Their winning paper was titled “High-Accuracy Unsupervised Fault Detection of Industrial Robots Using Current Signal Analysis.” The collaboration between PARC and Panasonic researchers proposed a framework for unsupervised fault detection that can effectively identify the faults in industrial robots using current signals.
Robots and other automation machines have been widely used in various industries such as the automotive and semiconductor sectors to improve productivity, quality, and safety in manufacturing processes. However, an unforeseen robot shutdown has the potential to cause an interruption in the entire production line, resulting in significant unplanned downtime, economic costs, production losses, and even work injuries. Thus, it is of high interest to detect incipient faults in industrial robots before they totally shut down or otherwise fail.

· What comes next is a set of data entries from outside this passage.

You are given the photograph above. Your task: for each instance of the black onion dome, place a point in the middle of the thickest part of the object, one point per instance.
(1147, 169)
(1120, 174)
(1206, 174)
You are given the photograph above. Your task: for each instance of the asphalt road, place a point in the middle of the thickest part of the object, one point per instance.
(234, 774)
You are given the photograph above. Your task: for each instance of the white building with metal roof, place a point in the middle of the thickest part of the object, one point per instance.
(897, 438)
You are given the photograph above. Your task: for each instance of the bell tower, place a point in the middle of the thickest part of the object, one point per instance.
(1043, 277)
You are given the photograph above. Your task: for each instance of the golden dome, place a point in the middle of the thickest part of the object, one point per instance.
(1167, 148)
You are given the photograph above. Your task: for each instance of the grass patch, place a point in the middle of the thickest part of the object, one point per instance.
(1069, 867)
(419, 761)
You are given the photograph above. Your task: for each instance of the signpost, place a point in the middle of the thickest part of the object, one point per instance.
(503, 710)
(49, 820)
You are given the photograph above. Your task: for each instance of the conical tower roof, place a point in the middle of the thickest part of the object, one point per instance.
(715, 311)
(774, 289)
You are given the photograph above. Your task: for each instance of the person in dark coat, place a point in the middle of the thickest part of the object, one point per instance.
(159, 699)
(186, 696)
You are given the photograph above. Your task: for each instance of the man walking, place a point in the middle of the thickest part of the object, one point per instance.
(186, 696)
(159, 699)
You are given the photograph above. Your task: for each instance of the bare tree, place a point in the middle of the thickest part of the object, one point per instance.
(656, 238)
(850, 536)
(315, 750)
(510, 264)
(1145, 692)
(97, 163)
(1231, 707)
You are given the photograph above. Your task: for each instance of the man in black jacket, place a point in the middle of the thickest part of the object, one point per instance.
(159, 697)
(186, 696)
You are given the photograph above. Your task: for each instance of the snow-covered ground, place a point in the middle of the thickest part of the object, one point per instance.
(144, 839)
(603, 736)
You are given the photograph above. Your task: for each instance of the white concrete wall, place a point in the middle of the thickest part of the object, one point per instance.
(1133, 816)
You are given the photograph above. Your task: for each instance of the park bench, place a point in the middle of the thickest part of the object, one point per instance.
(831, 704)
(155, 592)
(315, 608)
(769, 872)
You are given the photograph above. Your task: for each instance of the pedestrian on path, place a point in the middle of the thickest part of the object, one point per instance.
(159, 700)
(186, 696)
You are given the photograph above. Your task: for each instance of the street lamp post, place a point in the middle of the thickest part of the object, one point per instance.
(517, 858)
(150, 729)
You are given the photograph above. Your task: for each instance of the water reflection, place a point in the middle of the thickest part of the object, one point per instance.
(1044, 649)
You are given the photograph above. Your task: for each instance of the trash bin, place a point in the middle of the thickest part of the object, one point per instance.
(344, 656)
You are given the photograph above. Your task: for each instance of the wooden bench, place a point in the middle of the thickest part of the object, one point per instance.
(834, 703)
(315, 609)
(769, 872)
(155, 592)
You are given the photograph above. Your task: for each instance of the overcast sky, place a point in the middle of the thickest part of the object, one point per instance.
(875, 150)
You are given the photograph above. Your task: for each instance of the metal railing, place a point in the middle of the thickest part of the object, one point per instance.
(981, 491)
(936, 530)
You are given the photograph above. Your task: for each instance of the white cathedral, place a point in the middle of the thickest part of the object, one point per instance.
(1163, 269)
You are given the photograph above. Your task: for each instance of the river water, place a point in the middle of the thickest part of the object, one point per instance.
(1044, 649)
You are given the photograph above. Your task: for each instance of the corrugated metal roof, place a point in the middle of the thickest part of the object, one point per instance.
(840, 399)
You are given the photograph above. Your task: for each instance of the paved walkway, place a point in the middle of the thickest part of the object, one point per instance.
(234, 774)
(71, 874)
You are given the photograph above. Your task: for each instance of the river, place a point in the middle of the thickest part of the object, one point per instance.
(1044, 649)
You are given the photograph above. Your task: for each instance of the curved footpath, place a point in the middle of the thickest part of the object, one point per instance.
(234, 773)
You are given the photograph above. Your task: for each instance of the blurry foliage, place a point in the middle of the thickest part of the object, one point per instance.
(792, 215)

A challenge for fault detection in industrial robots is the difficulty to obtain enough labeled training data under normal and abnormal health conditions. Thus, unsupervised machine learning algorithms are desired.
Schedule-driven maintenance is the typical practice observed for industrial robots today. This approach can be inefficient for large production lines because unnecessary maintenance can lead to increased downtime. On the other hand, reactive fail-and-fix maintenance can lead to even worse and expensive instances of unplanned downtime. A single hour of unplanned downtime in automotive, semiconductor, petrochemical or other high-volume factories can lead to operational losses greater than $1 million.

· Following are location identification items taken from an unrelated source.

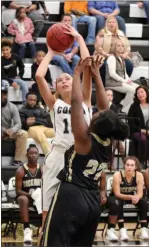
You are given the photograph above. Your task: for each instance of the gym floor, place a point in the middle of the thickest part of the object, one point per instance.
(99, 240)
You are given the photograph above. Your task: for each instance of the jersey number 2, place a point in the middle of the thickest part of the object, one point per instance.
(66, 131)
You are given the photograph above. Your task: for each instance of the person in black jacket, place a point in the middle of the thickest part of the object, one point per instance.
(115, 144)
(37, 121)
(139, 123)
(32, 8)
(10, 63)
(39, 57)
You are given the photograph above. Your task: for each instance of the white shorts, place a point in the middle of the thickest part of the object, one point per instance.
(54, 163)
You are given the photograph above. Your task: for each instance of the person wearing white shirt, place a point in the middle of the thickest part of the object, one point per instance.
(116, 76)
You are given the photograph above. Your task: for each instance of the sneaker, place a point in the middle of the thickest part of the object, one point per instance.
(123, 235)
(144, 233)
(27, 236)
(111, 235)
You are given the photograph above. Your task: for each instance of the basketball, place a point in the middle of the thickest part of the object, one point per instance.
(57, 39)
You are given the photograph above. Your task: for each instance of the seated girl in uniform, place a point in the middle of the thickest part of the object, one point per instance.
(128, 186)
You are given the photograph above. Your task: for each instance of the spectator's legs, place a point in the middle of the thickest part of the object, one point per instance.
(100, 22)
(38, 21)
(112, 220)
(146, 8)
(75, 60)
(121, 23)
(143, 208)
(20, 138)
(91, 22)
(74, 21)
(22, 49)
(37, 133)
(32, 48)
(103, 71)
(140, 146)
(129, 89)
(62, 63)
(129, 67)
(23, 87)
(24, 204)
(123, 231)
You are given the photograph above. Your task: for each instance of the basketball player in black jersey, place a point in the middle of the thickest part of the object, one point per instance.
(74, 213)
(128, 188)
(146, 179)
(28, 179)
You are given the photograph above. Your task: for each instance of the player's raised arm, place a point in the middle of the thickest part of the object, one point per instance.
(44, 89)
(101, 97)
(84, 52)
(79, 125)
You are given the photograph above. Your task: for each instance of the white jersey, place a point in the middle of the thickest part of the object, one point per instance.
(62, 123)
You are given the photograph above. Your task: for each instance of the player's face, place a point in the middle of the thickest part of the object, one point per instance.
(130, 166)
(32, 155)
(141, 94)
(40, 57)
(111, 24)
(67, 20)
(32, 100)
(22, 13)
(6, 51)
(109, 94)
(119, 47)
(64, 84)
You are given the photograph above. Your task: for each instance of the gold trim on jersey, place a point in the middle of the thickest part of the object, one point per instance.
(48, 221)
(69, 178)
(104, 143)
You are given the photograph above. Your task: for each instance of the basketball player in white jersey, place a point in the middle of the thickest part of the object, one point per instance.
(61, 104)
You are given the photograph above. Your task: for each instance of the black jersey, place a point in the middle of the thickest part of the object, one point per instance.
(128, 188)
(31, 181)
(85, 170)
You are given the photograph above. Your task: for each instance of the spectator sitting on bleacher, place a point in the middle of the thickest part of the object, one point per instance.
(28, 189)
(22, 28)
(116, 76)
(38, 59)
(139, 112)
(79, 13)
(104, 9)
(128, 188)
(32, 10)
(145, 5)
(146, 179)
(11, 127)
(37, 122)
(69, 59)
(104, 43)
(10, 63)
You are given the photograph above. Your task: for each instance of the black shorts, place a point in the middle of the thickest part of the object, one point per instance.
(73, 217)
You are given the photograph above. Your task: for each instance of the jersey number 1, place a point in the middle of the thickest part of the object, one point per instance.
(66, 131)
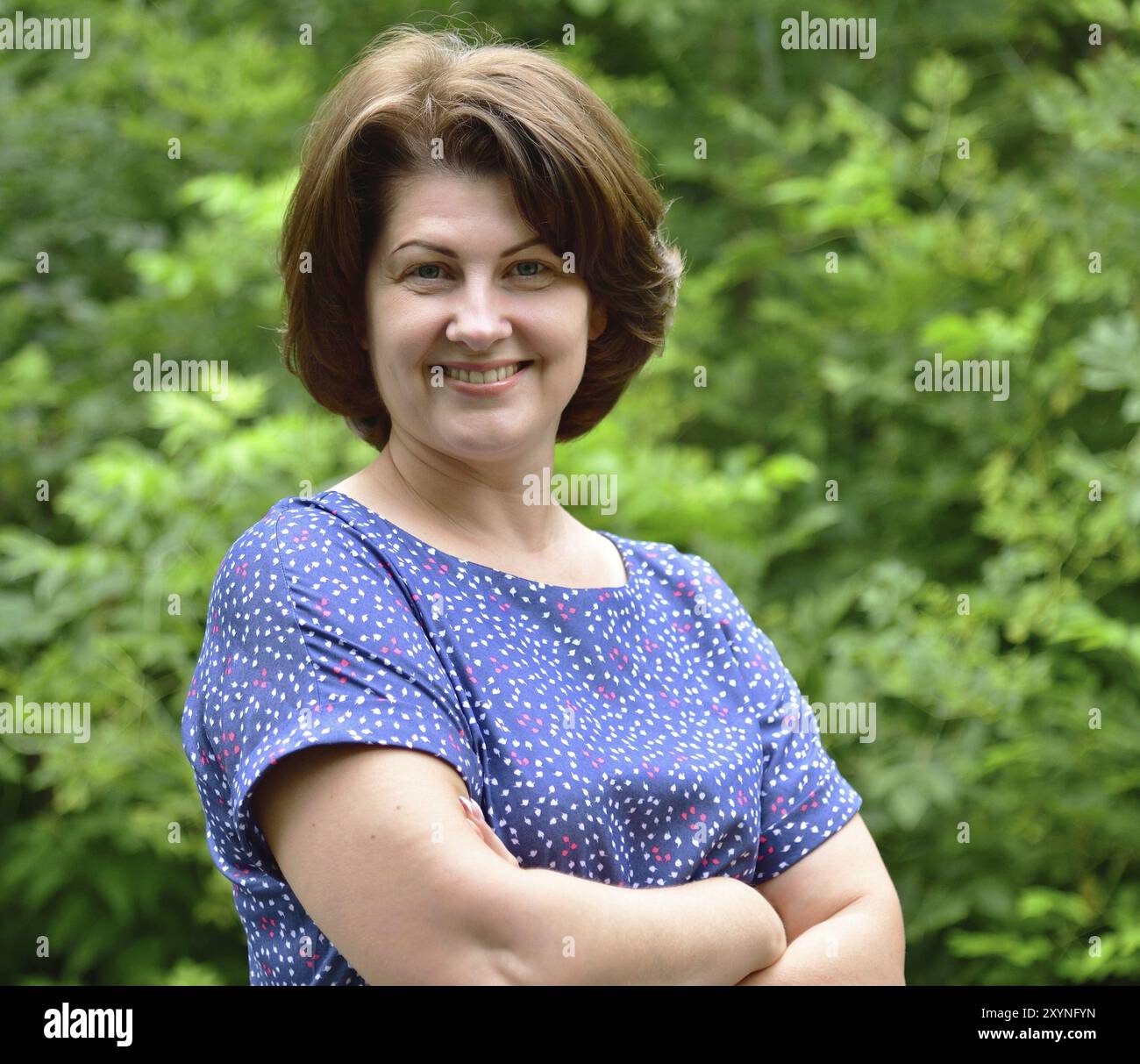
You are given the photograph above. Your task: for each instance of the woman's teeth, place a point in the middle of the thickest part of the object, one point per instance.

However, with the development of low-cost sensing technologies and advances in analytics, there is an emerging opportunity for predictive or condition-based maintenance (CBM) to increase asset availability by reducing unnecessary maintenance and unplanned downtime. A key goal of CBM is to detect faults in the early stages and allow proactive, predictive, and effective planned maintenance actions to be performed during off-peak production hours and thus avoid expensive unplanned downtime.

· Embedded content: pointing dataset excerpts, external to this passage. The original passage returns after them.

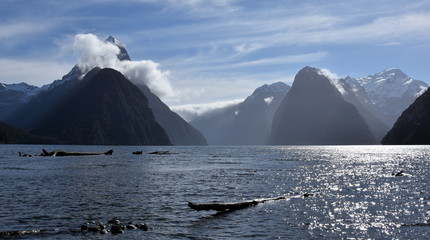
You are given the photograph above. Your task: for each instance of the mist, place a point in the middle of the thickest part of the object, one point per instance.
(94, 52)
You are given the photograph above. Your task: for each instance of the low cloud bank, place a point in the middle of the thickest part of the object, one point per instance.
(191, 111)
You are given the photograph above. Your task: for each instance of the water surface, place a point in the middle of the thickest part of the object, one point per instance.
(356, 195)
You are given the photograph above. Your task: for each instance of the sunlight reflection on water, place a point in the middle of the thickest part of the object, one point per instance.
(356, 193)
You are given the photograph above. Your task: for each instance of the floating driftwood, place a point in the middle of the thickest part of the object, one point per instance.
(228, 207)
(160, 153)
(64, 153)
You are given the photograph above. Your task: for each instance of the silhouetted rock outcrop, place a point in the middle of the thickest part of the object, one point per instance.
(413, 125)
(104, 108)
(314, 112)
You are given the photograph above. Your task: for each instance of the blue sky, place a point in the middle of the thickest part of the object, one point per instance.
(219, 50)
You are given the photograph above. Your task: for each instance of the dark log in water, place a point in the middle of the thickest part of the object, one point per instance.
(228, 207)
(64, 153)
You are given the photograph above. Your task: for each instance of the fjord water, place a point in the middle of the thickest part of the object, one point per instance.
(355, 193)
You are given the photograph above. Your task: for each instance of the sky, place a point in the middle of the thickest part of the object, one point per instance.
(206, 53)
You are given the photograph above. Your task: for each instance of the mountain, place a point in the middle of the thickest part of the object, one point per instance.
(123, 54)
(387, 93)
(35, 112)
(413, 126)
(354, 93)
(314, 112)
(104, 108)
(179, 131)
(246, 123)
(42, 104)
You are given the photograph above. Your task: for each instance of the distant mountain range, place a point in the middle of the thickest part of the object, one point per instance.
(317, 109)
(315, 113)
(246, 123)
(379, 99)
(52, 110)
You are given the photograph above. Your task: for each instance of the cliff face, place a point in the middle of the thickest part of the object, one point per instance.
(314, 112)
(104, 108)
(246, 123)
(413, 125)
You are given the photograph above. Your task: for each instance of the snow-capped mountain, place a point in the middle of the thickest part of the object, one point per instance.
(246, 123)
(25, 89)
(391, 83)
(123, 55)
(387, 94)
(314, 111)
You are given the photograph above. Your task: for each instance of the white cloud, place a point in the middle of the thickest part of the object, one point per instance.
(34, 72)
(96, 53)
(328, 74)
(191, 111)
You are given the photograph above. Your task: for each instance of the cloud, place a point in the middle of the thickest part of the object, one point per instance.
(197, 8)
(96, 53)
(34, 72)
(191, 111)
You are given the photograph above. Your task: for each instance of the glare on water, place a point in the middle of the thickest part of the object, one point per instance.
(355, 193)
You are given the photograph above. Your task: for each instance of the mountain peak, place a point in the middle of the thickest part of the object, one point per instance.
(123, 55)
(272, 88)
(113, 40)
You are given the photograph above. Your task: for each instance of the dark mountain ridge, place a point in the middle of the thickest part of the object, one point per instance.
(413, 125)
(104, 108)
(314, 113)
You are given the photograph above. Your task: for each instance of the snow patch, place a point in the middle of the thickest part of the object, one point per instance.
(268, 100)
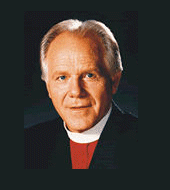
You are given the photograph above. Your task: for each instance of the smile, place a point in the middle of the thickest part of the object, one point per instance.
(78, 108)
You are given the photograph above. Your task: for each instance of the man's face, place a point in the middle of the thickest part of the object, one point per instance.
(80, 91)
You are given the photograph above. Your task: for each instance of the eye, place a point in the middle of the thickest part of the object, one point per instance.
(90, 75)
(61, 78)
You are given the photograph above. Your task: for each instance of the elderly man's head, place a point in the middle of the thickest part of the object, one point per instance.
(81, 66)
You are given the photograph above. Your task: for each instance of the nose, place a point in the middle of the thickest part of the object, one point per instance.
(76, 88)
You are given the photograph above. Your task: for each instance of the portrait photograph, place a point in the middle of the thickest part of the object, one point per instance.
(81, 90)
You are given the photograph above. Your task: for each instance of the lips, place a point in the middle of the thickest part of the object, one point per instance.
(79, 107)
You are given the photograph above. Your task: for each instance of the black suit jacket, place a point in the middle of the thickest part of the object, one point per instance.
(47, 145)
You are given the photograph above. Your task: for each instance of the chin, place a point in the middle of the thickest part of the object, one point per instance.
(79, 125)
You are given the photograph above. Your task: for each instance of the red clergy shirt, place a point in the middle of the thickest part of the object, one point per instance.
(81, 154)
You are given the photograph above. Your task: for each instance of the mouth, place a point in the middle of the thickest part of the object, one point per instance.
(79, 108)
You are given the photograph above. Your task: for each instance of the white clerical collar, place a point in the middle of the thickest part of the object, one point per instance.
(90, 135)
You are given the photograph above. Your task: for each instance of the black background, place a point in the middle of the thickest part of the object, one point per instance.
(124, 25)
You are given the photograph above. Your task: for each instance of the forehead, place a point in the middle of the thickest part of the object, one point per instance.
(67, 48)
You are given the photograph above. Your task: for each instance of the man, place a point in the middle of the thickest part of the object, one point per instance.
(81, 65)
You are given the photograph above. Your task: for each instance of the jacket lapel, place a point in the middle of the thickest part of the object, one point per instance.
(106, 152)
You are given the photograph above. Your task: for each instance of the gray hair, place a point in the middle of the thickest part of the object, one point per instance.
(112, 57)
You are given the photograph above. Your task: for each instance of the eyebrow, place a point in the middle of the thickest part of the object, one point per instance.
(62, 72)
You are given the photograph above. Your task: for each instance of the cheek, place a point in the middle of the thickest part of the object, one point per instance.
(57, 95)
(102, 94)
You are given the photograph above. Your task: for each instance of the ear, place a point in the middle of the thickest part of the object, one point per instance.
(48, 89)
(115, 82)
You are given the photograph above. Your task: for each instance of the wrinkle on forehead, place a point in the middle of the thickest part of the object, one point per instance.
(70, 50)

PARC is addressing this problem with a new platform for Industrial Internet of Things (IIoT) System Analytics known as MOXI™. The MOXI suite combines embedded sensing, complex system models and artificial intelligence technologies to predict adverse system conditions with high accuracy, negligible false alarm rates and near-zero missed detections.
For this paper, experiments were performed on an industrial robot under both normal and abnormal conditions. The results validated that the proposed fault detection framework was effective in detecting gear-wear faults in robots with higher than 96% accuracy.
The award-winning authors of this paper included Fangzhou Cheng, Ajay Raghavan and Deokwoo Jung from PARC, and their colleagues Yukinori Sasaki and Yosuke Tajika from Panasonic. Congratulations to the entire team for their important research work which is helping to shape and advance the state of industrial manufacturing worldwide.